Faster travel to Mymensingh

Expanded highway benefits commuters; road safety measures still absent

Joydebpur-Mymensingh highway, at Salna in Gazipur expanded to four lanes, the roads will be inaugurated by Prime Minister Sheikh Hasina through a ceremony in the capital today. Photo: Star

Once you take the newly-constructed Dhaka-Mymensingh highway after the agonising 12-km journey from Abdullapur to Joydebpur intersection, you will heave a sigh of relief.

The four-lane expanded road will give you a different picture from the ones across the country. People travelling for the first time on this road will be amazed.

The spacious central reservation and a few miles of greenery on both sides of the highway, especially when you cross Masterbari and enter the forest area of Bhawal National Park, are refreshing.

However, the journey on this 87km highway -- from Joydebpur intersection to Mymensingh -- will be interrupted as construction work on several kilometres in Bhaluka is yet to be complete. Final surfacing and installation of medians are going on    there.

Still, one can reach Mymensingh from Joydebpur in only one and a half hours, which used to take at least three hours or even more due to the dilapidated condition and narrowness of the road.

Both passengers and drivers expressed satisfaction over the condition of the highway on Wednesday.

“Now I visit my village home in Trishal every week and it takes less travel time,” said Aslamul Alam, who works for an insurance company.

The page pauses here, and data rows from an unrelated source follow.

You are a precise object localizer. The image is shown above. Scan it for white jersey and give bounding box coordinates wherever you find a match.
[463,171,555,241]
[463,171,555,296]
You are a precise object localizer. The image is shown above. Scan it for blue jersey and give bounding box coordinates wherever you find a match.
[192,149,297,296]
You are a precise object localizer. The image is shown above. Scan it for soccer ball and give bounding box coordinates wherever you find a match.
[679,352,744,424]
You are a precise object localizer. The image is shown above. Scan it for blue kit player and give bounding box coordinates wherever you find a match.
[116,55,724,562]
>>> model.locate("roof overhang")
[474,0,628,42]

Azam, a driver of a car rental company, said he wants to have more trips on Dhaka-Mymensingh or Dhaka-Chittagong highway as both have been widened.

“Driving on a good, wide road is less tiring for a driver,” he told The Daily Star at Mawna Bus Stand.

Prime Minister Sheikh Hasina will open the highway today through a video-conference at Bangabandhu International Conference Centre in the city.

People travelling to Sherpur, Netrakona and Jamalpur from Dhaka also use the road and will be benefitted from its expansion.

Once fully complete, journey on this highway would be more comfortable than what it is now, hoped Roads and Highways Department officials. They said three more months will be needed to complete the rest of the work.

Construction of a drainage system is going on as part of Joydebpur-Mymensingh four-lane project in Bhaluka of Mymensingh. Photo: Amran Hossain

However, danger still lurks on the highway as the road markings are faulty and reckless driving of vehicles continues unabated.

This correspondent made a round trip to Mymensingh on Wednesday to get hands-on experience.

During the journey, it was found that inadequate road markings and signals along the highway, haphazard driving and driving on the wrong side of the road and plying of slow-moving three-wheelers were the impediments to smooth traffic movement.

Besides, buses and other vehicles often stop in the middle of the road to take and drop off passengers. The roadside bazaars and people haphazardly crossing the highway make the journey more hazardous.

Passengers are yet to reap the full benefits of the road expansion due to these problems.

Accidents may happen anytime if drivers are not conscious enough. Even, battery-run auto-rickshaws often use the wrong side of the road.

“Expanding road for faster communication can pose serious threats if there is no control on the enforcement of traffic rules. All types of vehicles -- fast and slow moving -- use the road, making it risky for all,” said transport expert Prof Shamsul Hoque.

He said the newly built road might turn into a chaotic one if these issues were not taken care of.

“There should be a separate lane for slow-moving vehicles while shops, parking and bazaars should not be allowed along or adjacent to the road,” Shamsul, who teaches civil engineering at Buet, said.

Necessary instructions for road use like right-turns, u-turn signs, island markings are not there, while fading marks on speed bumps have made the road unsafe both at day and night.

Project Director of Dhaka-Mymensingh four-lane Project Hafiz Uddin said the rest of the work, including placing road signs and markings, would be completed soon to make the journey safer and smooth.

Regarding haphazard plying of vehicles, he said, “It's the problem of road management.”

Currently, an average of 20,000 vehicles ply Dhaka-Mymensingh highway daily and the number will be increasing during Eid rush.